Sunday, August 1, 2010

The "Green At All Costs" Chevy Volt

Go here for a brilliant analysis of Government Motors' new Chevy Volt.  In the words of the email that brought this to my attention,  This was printed in the New York Times!  How bad have things gotten when Bammy can't even trust Pravda on the Hudson to shill for him anymore?


GENERAL MOTORS introduced America to the Chevrolet Volt at the 2007 Detroit Auto Show as a low-slung concept car that would someday be the future of motorized transportation. It would go 40 miles on battery power alone, promised G.M., after which it would create its own electricity with a gas engine. Three and a half years — and one government-assisted bankruptcy later — G.M. is bringing a Volt to market that makes good on those two promises. The problem is, well, everything else.


For starters, G.M.’s vision turned into a car that costs $41,000 before relevant tax breaks ... but after billions of dollars of government loans and grants for the Volt’s development and production. And instead of the sleek coupe of 2007, it looks suspiciously similar to a Toyota Prius. It also requires premium gasoline, seats only four people (the battery runs down the center of the car, preventing a rear bench) and has less head and leg room than the $17,000 Chevrolet Cruze, which is more or less the non-electric version of the Volt.

In short, the Volt appears to be exactly the kind of green-at-all-costs car that some opponents of the bailout feared the government might order G.M. to build. Unfortunately for this theory, G.M. was already committed to the Volt when it entered bankruptcy. And though President Obama’s task force reported in 2009 that the Volt “will likely be too expensive to be commercially successful in the short term,” it didn’t cancel the project.
You know, somebody should have known this would happen before we put all this money into it.

Oh wait, we did.

1 comment:

Hot Sam said...

My first new car was a Geo Metro, marketed by GM with a 3 cylinder engine. It was built by Suzuki.

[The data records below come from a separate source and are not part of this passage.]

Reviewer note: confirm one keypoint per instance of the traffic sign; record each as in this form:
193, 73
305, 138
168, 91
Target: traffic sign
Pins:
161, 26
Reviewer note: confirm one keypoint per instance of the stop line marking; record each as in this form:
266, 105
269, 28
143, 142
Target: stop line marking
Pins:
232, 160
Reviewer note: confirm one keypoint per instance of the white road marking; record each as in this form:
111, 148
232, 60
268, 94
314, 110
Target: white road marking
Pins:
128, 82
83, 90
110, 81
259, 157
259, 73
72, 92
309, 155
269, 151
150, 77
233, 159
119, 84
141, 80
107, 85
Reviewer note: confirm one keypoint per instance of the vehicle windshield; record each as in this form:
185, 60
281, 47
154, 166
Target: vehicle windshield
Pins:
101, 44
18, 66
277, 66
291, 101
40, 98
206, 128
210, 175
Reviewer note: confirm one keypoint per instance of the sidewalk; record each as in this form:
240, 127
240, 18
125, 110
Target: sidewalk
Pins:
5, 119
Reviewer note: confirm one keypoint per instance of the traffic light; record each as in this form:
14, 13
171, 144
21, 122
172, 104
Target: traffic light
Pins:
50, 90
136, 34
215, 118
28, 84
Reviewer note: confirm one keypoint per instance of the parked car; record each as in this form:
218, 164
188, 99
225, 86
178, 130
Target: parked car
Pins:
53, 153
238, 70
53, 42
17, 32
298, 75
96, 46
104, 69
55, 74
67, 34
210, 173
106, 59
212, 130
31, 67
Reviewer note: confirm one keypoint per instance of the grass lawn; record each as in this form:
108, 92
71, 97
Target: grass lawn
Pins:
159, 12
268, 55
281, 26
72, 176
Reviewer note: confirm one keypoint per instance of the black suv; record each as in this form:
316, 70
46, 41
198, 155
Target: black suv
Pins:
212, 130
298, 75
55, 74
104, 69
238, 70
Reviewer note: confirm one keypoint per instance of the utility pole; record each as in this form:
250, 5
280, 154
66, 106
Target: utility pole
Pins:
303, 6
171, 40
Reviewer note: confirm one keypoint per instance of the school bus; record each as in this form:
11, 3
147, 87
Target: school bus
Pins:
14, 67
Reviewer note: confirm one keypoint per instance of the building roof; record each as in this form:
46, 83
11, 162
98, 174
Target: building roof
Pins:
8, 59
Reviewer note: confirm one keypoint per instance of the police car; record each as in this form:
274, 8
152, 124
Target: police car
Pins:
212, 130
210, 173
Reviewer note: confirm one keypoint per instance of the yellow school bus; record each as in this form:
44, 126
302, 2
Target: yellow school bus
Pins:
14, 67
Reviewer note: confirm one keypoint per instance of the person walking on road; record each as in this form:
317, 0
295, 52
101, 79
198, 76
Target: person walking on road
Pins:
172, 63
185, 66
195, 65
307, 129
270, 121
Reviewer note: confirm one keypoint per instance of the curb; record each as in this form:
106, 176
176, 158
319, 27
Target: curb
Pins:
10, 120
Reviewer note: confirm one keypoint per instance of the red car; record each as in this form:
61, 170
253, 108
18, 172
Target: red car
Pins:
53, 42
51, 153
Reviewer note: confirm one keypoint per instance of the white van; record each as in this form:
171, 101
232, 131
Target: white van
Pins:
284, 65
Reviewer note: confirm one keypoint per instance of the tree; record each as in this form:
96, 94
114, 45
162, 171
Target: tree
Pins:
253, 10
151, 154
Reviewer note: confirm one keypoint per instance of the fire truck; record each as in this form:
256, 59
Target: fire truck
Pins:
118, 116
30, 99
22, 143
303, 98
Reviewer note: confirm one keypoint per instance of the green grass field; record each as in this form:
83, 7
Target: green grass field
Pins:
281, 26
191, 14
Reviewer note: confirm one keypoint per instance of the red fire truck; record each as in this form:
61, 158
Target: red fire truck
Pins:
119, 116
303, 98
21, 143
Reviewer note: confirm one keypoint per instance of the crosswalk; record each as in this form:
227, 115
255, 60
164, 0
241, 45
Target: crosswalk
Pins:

In a typical month I would get over 50 mpg. On one long trip from Colorado to Georgia I averaged 60 miles per gallon. On a trip to Wyoming with a good tailwind, I got 66 mpg. Coming home into the wind, I got 35 mpg.

That car was built in 1990 and I paid $8000 for it. Why can't we build, 20 years later, a car with the same fuel efficiency and better performance characteristics at a low price? Geo is now defunct.

Americans DO NOT WANT fuel efficient cars at the expense of other features they want. Look at GM's recent sales increases and they're almost all attributable to big pickups and SUVs. Half the cars in San Francisco are gas guzzlers.

Billions of dollars thrown at UAW and greentech for a pipe dream. There will be blood.